The research team hoped active genetics would also work in mammals, but going into it they weren’t sure, said Kimberly Cooper, Ph.D., an Assistant Professor at UC San Diego and senior author on the study.

“When gene drives were first demonstrated in insects and yeast, it was really exciting, but the evolutionary distance between those species and mammals is almost 800 million years,” Cooper said. “It wasn’t obvious that all the relevant machinery inside of a cell would be preserved and that this would work. So the fact that it works at all is really exciting.”

This technique is what makes gene drives possible, Bier said, but to be clear, they haven’t built a gene drive for mammals. If a gene drive is like putting a brick on the gas pedal of a car, this method of genetic tweaking in the mouse is more like a controlled and gentle tap on the accelerator.

“It’s not a gene drive in the sense that the changes are being driven anywhere,” Bier said, “at least, not very far.”

Debates over whether gene drives are ethical to use in the wild arise in part because they could be used to eliminate an entire pest species or, at the very least, permanently introduce a human-made gene into a natural population of animals. The technique Cooper, Bier and their colleagues demonstrated in mice doesn’t have the potential to take over an entire population, in part because it turned out to be less efficient than gene drives in insects.

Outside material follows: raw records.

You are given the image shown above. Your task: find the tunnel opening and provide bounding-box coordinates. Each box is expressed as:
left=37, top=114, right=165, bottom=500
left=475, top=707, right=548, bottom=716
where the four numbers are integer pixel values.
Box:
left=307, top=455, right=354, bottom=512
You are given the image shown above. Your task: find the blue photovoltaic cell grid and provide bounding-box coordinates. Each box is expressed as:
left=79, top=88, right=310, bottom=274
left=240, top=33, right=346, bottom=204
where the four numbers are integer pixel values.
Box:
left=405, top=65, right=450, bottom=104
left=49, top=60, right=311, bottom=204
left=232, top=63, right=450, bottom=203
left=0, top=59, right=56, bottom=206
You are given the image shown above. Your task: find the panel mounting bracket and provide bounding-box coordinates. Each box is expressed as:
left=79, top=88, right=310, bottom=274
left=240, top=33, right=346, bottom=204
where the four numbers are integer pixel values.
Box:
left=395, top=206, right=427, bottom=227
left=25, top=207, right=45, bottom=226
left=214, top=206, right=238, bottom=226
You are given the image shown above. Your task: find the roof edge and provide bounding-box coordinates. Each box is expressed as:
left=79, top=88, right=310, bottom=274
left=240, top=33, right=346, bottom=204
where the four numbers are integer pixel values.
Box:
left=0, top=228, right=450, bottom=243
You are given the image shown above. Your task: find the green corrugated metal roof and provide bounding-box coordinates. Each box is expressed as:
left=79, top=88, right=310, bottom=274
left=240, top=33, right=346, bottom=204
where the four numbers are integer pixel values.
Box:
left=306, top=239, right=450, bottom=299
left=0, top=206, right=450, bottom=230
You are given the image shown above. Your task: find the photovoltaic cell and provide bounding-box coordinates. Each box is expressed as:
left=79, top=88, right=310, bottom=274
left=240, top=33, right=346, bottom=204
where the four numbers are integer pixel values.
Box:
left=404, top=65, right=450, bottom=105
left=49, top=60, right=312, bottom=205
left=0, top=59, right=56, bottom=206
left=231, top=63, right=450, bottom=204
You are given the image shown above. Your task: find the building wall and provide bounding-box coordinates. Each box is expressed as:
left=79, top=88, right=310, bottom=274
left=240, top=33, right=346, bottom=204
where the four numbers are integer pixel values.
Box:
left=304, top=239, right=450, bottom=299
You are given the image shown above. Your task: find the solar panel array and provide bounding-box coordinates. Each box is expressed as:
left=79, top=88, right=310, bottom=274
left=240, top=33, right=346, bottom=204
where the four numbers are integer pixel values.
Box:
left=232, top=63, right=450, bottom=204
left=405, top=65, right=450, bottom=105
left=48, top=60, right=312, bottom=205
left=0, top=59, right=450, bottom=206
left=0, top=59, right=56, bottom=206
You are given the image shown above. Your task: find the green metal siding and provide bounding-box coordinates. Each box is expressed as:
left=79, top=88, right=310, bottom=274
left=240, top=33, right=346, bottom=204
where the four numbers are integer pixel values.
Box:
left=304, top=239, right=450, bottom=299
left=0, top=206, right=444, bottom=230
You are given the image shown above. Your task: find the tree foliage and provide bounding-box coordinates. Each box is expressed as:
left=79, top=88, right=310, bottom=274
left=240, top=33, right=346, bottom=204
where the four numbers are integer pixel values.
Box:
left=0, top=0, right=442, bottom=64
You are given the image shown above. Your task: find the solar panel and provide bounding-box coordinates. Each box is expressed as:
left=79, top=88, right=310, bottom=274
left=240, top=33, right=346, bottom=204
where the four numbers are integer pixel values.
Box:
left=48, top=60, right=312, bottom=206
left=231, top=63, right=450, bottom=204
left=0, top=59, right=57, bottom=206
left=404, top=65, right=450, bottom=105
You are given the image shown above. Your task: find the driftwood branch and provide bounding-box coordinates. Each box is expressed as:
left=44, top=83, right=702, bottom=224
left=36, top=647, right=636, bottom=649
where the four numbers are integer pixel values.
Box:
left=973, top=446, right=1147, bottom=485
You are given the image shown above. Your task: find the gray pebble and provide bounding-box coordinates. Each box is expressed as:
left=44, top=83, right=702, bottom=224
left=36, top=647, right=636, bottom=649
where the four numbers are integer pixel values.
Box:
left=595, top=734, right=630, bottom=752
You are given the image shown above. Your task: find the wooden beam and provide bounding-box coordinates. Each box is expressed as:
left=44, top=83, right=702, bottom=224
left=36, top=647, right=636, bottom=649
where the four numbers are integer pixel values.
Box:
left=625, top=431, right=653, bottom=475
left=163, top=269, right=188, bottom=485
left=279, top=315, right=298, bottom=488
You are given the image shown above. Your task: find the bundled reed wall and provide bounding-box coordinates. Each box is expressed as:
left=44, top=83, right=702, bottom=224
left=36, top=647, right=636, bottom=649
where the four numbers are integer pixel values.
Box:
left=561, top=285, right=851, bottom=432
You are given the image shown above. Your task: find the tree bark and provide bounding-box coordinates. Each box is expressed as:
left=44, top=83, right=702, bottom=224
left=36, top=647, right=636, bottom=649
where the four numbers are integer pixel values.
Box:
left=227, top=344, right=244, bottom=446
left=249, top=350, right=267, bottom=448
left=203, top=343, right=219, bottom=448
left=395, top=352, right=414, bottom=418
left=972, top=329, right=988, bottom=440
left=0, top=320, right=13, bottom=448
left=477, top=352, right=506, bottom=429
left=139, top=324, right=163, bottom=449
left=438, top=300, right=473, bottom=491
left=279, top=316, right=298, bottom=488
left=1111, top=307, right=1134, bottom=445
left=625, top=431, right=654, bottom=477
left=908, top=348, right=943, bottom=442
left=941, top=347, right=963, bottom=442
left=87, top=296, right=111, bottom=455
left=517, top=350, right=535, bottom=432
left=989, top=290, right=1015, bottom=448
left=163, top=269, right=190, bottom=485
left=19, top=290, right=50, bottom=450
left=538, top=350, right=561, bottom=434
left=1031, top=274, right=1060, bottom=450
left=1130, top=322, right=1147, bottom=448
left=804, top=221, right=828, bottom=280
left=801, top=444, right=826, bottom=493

But the researchers also purposely uncoupled two pieces of the molecular gene editing package so that its action wanes over generations, a method sometimes referred to as a split drive. True gene drives allow both the mutated gene and the gene editing molecules themselves to be inherited together, allowing the engineered gene to be copied in perpetuity.

Active genetics beyond insects

There would be a long way to go before this technique could be used for rodent pest control — for one, it only works right now in female mice — but it has more immediate applications in biomedical research, the study authors said. Lab mice are often used in the early stages of drug discovery or other disease-related studies, but it’s often difficult to faithfully model human diseases in other animals. The ability to rapidly and economically introduce a suite of human-like genes into mice could allow researchers to build better mouse models, potentially both speeding medical research and vastly reducing the number of animals needed for a given study.

Extending the reach of active genetics from insects to other animals was one of the original goals of Bier’s application to The Paul G. Allen Frontiers Group, the division of the Allen Institute that names Allen Distinguished Investigators. The idea was too risky for traditional funding sources to support, Bier said, but since he received the ADI award in 2016, the research team has since received more support for active genetics from other philanthropic sources.

“There are all these things that the traditional funding system doesn’t fund, and it’s exactly that gap that is filled so graciously by philanthropic foundations,” Bier said. “It’s impossible to overemphasize the importance of philanthropic contributions to the advance of science.”